Monday, February 16, 2015
My daily morning routine for the past few years had been quite constant. The first thing I do is usually to go to TheFinance.sg to read what other people are blogging about in an area of interest known as 'Personal finance' and 'Finance'. TheFinance.sg is actually a blog aggregator, which means that I just have to access one site to see a range of different sites that contributes to it, saving me a lot of time searching for similar themes and topics.
Do I read the newspaper? I did subscribe to it, though it wasn't my idea at all. I would have preferred not to subscribe. I think newspaper as a source of news is not at all a good idea. News comes in randomly, and the value of a news article decays rapidly with time. To be printed on a national newspaper, you have to get a reporter on the spot, churn out a report, verify the factual information, send it to the editor to approve and finally publish it physically as a newspaper before distributing for public consumption. By then, the short half life of news articles would have rendered it old news already. Which is why social media like facebook and especially twitter, is a better source of breaking news, though often unverified.
So what's the use of traditional printed material like newspaper and news magazine?
It's for their opinions and editorial pieces, where people analyse and give their viewpoints on how the news relate to us. These half digested news piece saves us the trouble of thinking through each and every news article, and probably generate new thought sources and reflection. These opinions of facts, necessarily means they are subjective, but that's the thing I like about them. They don't pretend to give general good advice for everyone. It's the same news but it's seen through the lens of someone with his own usual prejudices and baggage.
Blogs often do give subjective viewpoints. We might all be talking about a particular news, but because we all are different, we'll focus on different parts of the news that are important to us. The sum of parts of many subjective interpretations makes it more objective than any individual subjective parts. If you read widely, especially from different camps, you'll end up having both sides of the argument, and then you can proceed to make your own judgement about the situation.
That is how we should treat all sources of information.
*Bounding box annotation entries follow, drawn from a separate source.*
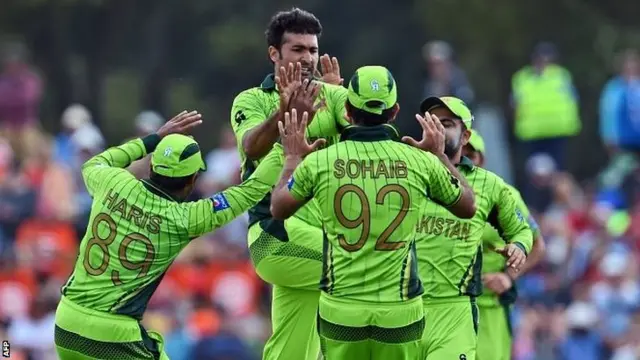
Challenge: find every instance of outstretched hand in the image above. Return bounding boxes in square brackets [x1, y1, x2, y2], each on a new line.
[402, 112, 445, 155]
[315, 54, 344, 85]
[278, 109, 325, 158]
[494, 244, 527, 271]
[156, 110, 202, 138]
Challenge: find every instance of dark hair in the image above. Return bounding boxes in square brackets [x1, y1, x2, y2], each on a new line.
[149, 171, 193, 192]
[345, 100, 395, 126]
[265, 7, 322, 50]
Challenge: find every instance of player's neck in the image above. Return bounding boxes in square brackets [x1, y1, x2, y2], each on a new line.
[447, 151, 462, 165]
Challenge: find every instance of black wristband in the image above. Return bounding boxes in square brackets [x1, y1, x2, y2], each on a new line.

The other main reason of why I like to read blogs is because it's an immersion of this subculture that makes it harder for me NOT to succeed. This subculture of a financial warrior, striving hard to save more and earn more and invest more with the aim of being financially free is weird and when we talk about this subject matter to the everyday common people, we might be seen as... unsociable. Imagine telling someone that our food budget is reached, so is it possible to eat something cheaper today? It's an outright turnoff.
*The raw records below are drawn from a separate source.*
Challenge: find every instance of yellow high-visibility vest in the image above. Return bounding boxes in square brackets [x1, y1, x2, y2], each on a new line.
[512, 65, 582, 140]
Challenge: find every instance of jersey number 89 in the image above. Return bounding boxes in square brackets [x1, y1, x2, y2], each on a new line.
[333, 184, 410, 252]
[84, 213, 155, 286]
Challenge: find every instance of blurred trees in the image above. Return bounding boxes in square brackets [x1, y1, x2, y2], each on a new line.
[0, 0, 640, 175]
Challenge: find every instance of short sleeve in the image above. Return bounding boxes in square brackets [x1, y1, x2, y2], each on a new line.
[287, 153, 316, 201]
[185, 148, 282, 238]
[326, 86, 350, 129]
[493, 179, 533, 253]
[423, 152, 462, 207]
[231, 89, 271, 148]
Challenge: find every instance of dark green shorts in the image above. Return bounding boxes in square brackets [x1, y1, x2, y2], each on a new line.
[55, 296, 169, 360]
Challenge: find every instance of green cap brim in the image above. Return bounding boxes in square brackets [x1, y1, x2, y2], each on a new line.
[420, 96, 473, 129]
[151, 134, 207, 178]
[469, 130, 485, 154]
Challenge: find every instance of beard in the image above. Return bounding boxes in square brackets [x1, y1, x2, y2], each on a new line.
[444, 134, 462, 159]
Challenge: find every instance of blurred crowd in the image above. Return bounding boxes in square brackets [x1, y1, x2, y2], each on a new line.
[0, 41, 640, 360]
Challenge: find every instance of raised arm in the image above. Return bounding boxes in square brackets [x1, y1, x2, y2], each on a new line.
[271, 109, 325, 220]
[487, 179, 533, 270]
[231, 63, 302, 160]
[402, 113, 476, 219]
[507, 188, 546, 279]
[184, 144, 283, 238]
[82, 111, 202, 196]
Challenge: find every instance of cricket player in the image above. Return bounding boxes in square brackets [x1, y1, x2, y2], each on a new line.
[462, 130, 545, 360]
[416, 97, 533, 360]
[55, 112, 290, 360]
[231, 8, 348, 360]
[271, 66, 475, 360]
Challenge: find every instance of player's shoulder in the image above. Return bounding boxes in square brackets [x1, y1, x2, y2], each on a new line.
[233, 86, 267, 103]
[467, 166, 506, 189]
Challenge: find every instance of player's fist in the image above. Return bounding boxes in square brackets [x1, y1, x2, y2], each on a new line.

But having gone out with a couple of financial bloggers, we all know what we want. We'll totally understand if someone's budget is nearing a certain amount. We can totally sit down and talk about deep issues on investment and personal finance matters freely. This is just an extension of our online persona into real life. Nothing weird there. In fact, it feels like we're just bantering and commenting on each other's blog as usual, albeit using our body language instead of mere emoticons.
To be immersed in a conducive environment where it's normal to save more than 50% of your income and not drape yourself in fine clothes and fine watches is like a baby bird watching eagles fly. This is just everyday normal life, nothing extraordinary and nothing that we can't do ourselves.
I can't tell you how enlightening and free this can set your mind. Everyone who wants to have a shot at financial freedom ought to be immersed in such an environment.